I know that we have been in touch with many of you on chat already but I just wanted to give a more thorough explanation of the issues that we experienced earlier.
First off, I want to sincerely apologise to the teams that were impacted. It’s incredibly frustrating when something like this happens. All I can do is apologise and reassure you that we have identified the root cause of the issue. We patched for now and will implement a permanent fix in the coming days.
10.51– first report of an issue with the Dashboard re. loading. We were investigating this as an isolated incident. There was nothing on the stack that indicated any load.
11.45 – the performance of the stack all within standard performance.
12.00 – started noticing some lag in the system (but Webservers, Databases, Cache – all showing sub 10% load). We had no alarms. We use Elastic Search in some parts of the app and even that was showing 37% CPU load at this time (higher than normal but not critical).
12.45 – we manage to replicate the issue and start implementing a fix.
13.20 – fix is applied.
13.40 – system is back to normal.
- New users were added to the system that included an invisible character (space) in their emails.
- When those users loaded the dashboard, the space meant their websocket connection was refused. Spaces are not allowed.
- When there’s no websocket connection, the app automatically reloads to try to re-establish the connection.
- As more and more of those users were continually re-loading the dashboard, the issues started to compound.
- Which eventually impacted other users.
- Created a backlog that took time to work through.
If this happened in a standard team setup, there wouldn’t have been an issue.
As luck would have it, the users (with the space in their emails) were part of a large team with a lot of apps (some with ~40+ moderators).
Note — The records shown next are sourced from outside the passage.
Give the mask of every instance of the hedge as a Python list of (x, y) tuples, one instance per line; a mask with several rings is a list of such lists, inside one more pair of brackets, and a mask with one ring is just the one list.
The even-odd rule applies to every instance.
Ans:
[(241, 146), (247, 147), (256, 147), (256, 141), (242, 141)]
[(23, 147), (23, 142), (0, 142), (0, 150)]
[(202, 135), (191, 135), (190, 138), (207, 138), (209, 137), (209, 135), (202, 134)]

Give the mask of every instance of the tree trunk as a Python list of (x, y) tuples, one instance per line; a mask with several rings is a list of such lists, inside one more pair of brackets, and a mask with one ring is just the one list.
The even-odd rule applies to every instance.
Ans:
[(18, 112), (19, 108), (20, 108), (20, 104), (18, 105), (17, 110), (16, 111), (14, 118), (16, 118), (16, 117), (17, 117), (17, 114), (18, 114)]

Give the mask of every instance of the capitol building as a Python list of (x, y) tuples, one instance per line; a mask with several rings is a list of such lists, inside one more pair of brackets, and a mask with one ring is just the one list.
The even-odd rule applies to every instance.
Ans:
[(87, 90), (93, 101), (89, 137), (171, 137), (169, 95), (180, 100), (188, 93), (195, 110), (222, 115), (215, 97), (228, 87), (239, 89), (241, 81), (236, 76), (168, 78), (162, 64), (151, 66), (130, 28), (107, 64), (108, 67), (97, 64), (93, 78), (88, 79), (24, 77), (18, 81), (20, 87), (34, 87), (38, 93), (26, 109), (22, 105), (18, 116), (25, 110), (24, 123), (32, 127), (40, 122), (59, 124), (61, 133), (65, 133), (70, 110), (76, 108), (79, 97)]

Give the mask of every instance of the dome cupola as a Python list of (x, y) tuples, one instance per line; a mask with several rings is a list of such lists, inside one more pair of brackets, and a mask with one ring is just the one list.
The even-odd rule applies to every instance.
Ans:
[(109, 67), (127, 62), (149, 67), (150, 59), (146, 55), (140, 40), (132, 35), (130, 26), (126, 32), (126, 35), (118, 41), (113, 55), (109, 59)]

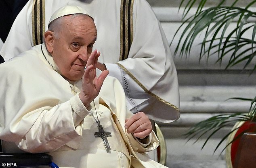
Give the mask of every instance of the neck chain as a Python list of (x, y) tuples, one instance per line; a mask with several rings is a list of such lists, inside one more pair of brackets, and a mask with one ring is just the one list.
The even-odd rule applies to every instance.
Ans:
[[(57, 72), (57, 73), (59, 74), (59, 72), (58, 72), (58, 71), (57, 71), (57, 70), (54, 68), (54, 67), (53, 66), (52, 66), (52, 64), (50, 64), (50, 61), (49, 61), (49, 60), (46, 58), (46, 57), (44, 55), (44, 51), (43, 51), (42, 46), (43, 46), (43, 45), (42, 44), (41, 45), (41, 51), (42, 51), (42, 53), (43, 53), (43, 55), (44, 55), (44, 57), (45, 59), (45, 60), (46, 60), (46, 61), (47, 61), (48, 64), (49, 64), (49, 65), (50, 65), (50, 66), (51, 66), (51, 67), (52, 67), (52, 69), (53, 70), (54, 70), (56, 72)], [(73, 89), (72, 88), (72, 87), (71, 87), (71, 86), (69, 86), (70, 87), (70, 88), (71, 88), (71, 89), (74, 92), (75, 92), (75, 93), (76, 93), (76, 94), (78, 93), (77, 92), (76, 92), (76, 90), (75, 90), (75, 89), (75, 89), (75, 85), (74, 85), (74, 88)], [(95, 112), (96, 113), (96, 116), (97, 117), (97, 119), (96, 119), (96, 118), (95, 118), (95, 116), (94, 116), (94, 115), (93, 115), (93, 113), (92, 113), (92, 111), (91, 111), (91, 114), (92, 115), (92, 117), (93, 117), (93, 118), (96, 121), (96, 123), (97, 123), (98, 124), (98, 125), (100, 125), (100, 121), (99, 120), (99, 117), (98, 117), (98, 114), (97, 113), (97, 110), (96, 110), (96, 107), (95, 106), (95, 102), (94, 102), (94, 100), (92, 100), (92, 101), (93, 102), (93, 105), (94, 106), (94, 108), (95, 109)]]

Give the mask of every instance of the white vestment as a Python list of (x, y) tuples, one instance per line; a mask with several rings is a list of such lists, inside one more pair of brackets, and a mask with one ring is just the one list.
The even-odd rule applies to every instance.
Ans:
[[(90, 14), (97, 29), (94, 48), (101, 51), (99, 61), (105, 64), (109, 75), (116, 77), (122, 84), (127, 106), (133, 113), (142, 111), (151, 119), (164, 123), (179, 117), (176, 70), (162, 27), (146, 1), (130, 1), (132, 43), (128, 57), (122, 60), (120, 58), (120, 46), (124, 45), (120, 42), (123, 37), (120, 27), (124, 25), (120, 24), (120, 16), (123, 0), (45, 1), (42, 20), (45, 19), (46, 30), (52, 14), (68, 3), (80, 6)], [(33, 2), (29, 0), (16, 18), (0, 52), (6, 61), (33, 45)]]
[[(73, 84), (44, 57), (50, 57), (44, 45), (21, 55), (0, 64), (0, 139), (26, 152), (49, 152), (61, 167), (129, 167), (130, 160), (132, 167), (166, 167), (143, 154), (159, 145), (153, 132), (147, 144), (126, 133), (125, 120), (133, 114), (116, 78), (107, 77), (94, 100), (101, 125), (113, 134), (107, 138), (108, 154), (101, 138), (94, 137), (97, 125), (78, 94), (74, 95)], [(75, 82), (75, 90), (81, 82)], [(76, 124), (76, 115), (84, 119)], [(7, 147), (8, 152), (17, 152)]]

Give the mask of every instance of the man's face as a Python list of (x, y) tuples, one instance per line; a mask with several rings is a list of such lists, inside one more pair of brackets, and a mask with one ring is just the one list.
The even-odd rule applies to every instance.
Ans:
[(52, 55), (61, 73), (70, 80), (82, 77), (97, 36), (92, 19), (86, 15), (64, 16), (57, 37), (53, 37)]

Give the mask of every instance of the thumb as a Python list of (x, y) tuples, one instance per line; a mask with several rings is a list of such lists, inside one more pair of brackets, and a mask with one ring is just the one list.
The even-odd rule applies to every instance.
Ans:
[(129, 120), (129, 119), (125, 119), (125, 121), (124, 121), (124, 122), (125, 122), (126, 123), (126, 122), (127, 122), (127, 121), (128, 121), (128, 120)]

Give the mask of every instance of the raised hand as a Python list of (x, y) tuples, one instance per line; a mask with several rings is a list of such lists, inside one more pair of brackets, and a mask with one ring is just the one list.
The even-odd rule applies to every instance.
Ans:
[(105, 70), (98, 78), (96, 76), (98, 58), (100, 54), (97, 50), (92, 52), (87, 60), (86, 68), (83, 76), (82, 88), (79, 97), (86, 108), (99, 94), (103, 82), (109, 73), (108, 70)]
[(143, 112), (140, 112), (125, 120), (127, 133), (140, 139), (143, 139), (150, 134), (152, 125), (149, 117)]

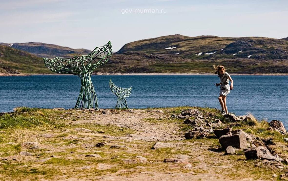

Every time they loaded the dashboard, there’s a lot of calls to return the correct data to them.
- Temporarily disabled the reload logic
- Implement validation on the new user emails
- Optimise the Dashboard API calls to prevent this from happening again.
Technically, we weren’t down today but for a period, the system was too slow to use for some users. This is not the service that we strive to deliver.
Again, I apologise for the inconvenience and disruption caused.
As a priority, we will implement the fix and improvements listed above.
Thanks for your understanding!